Re: [RFC] arch hardlockup detector interfaces improvement

From: Don Zickus
Date: Fri May 19 2017 - 15:43:53 EST


On Sat, May 20, 2017 at 12:53:06AM +1000, Nicholas Piggin wrote:
> > I am curious to know what IBM thinks there. Currently the HARDLOCKUP
> > detector sits on top of perf. I get the impression, you are removing that
> > dependency. Is that a permanent thing or are you thinking of switching back
> > and forth depending on if SOFTLOCKUP is enabled or not?
>
> We want to get away from perf permanently.
>
> The PMU interrupts are not specially non-maskable from a hardware
> POV, everything gets masked when you turn off interrupts in hardware.
> powerpc arch code implements a software disable layer, and PMU
> interrupts are differentiated there by being allowed to run even
> under local_irq_disable();
>
> We have a few issues with using perf for it.
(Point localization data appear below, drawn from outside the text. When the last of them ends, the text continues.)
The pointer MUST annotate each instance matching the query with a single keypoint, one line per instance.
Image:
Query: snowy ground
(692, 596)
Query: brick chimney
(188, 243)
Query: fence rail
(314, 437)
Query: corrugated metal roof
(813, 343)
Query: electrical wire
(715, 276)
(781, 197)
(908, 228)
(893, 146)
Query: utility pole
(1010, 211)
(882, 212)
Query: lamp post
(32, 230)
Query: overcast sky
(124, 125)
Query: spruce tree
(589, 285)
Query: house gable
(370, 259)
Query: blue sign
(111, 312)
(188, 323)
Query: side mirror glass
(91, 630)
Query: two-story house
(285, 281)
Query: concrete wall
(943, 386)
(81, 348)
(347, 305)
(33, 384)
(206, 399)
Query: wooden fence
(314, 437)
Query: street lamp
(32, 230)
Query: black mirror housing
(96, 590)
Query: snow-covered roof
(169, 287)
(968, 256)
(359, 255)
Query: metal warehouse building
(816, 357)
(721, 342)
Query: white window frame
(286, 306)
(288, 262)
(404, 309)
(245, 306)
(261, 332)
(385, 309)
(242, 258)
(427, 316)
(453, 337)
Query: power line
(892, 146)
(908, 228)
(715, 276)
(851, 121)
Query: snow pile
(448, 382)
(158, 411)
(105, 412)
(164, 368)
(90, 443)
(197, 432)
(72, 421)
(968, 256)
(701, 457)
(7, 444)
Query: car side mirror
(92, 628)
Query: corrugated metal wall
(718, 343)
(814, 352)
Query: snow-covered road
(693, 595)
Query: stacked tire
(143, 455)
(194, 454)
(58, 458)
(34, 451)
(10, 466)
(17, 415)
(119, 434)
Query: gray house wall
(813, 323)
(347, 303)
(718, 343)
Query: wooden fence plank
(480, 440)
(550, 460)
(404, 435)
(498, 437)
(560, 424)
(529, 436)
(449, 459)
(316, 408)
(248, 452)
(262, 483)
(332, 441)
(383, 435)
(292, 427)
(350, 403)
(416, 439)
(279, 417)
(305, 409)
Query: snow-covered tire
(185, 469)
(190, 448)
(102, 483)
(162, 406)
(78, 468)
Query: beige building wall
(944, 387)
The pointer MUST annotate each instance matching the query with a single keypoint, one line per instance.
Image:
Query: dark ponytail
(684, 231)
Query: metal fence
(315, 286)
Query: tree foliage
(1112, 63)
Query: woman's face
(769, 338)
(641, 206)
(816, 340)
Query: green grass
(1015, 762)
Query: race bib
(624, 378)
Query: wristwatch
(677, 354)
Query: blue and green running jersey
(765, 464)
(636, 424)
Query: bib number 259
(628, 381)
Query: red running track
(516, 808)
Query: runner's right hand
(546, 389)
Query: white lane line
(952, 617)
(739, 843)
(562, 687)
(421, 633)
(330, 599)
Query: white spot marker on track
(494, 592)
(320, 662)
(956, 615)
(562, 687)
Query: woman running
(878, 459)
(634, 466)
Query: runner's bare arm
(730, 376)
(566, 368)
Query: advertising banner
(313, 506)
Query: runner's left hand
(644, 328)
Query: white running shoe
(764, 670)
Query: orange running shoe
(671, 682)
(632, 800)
We disable it by
> default because using it for that breaks another PMU feature.
>
> But PMU interupts are not special, so it would be possible to e.g.,
> take the timer interrupt before soft disable and have it touch the
> watchdog if it fires while under local_irq_disable(). That give
> exact same kind of pseudo-NMI as perf interrupts, without using PMU.
>
> Further, we now want to introduce a local_pmu_disable() type of
> interface that extends this soft disable layer to perf interrupts
> as well for some cases. Once we start doing that, more code will
> be exempt from the hardlockup watchdog, whereas a watchdog specific
> hook from the timer interrupt would still cover it.

Interesting. Thanks for that info.

Do you think you can split the patch in half for me? You are shuffling code
around and making subtle changes in the shuffled code. It is hard to double
check everything. Namely watchdog_nmi_reconfigure and watchdog_update_cpus
suddenly appear.

The first patch would be straight code movement, the second the real
changes. I almost don't care if you throw in the LOCKUP->SOFTLOCKUP changes
in the first patch either.

I am really interested in the subtle changes to make sure you covered the
various race conditions that we have uncovered over the years.

I also would like to see a sample of the watchdog_nmi_reconfigure() you had
in mind. Usually we hide all the nmi stuff underneath the watchdog
functions. But those are threaded, which is what you are trying to avoid,
so the placement of the function makes sense but looks odd.

Thanks!

Cheers,
Don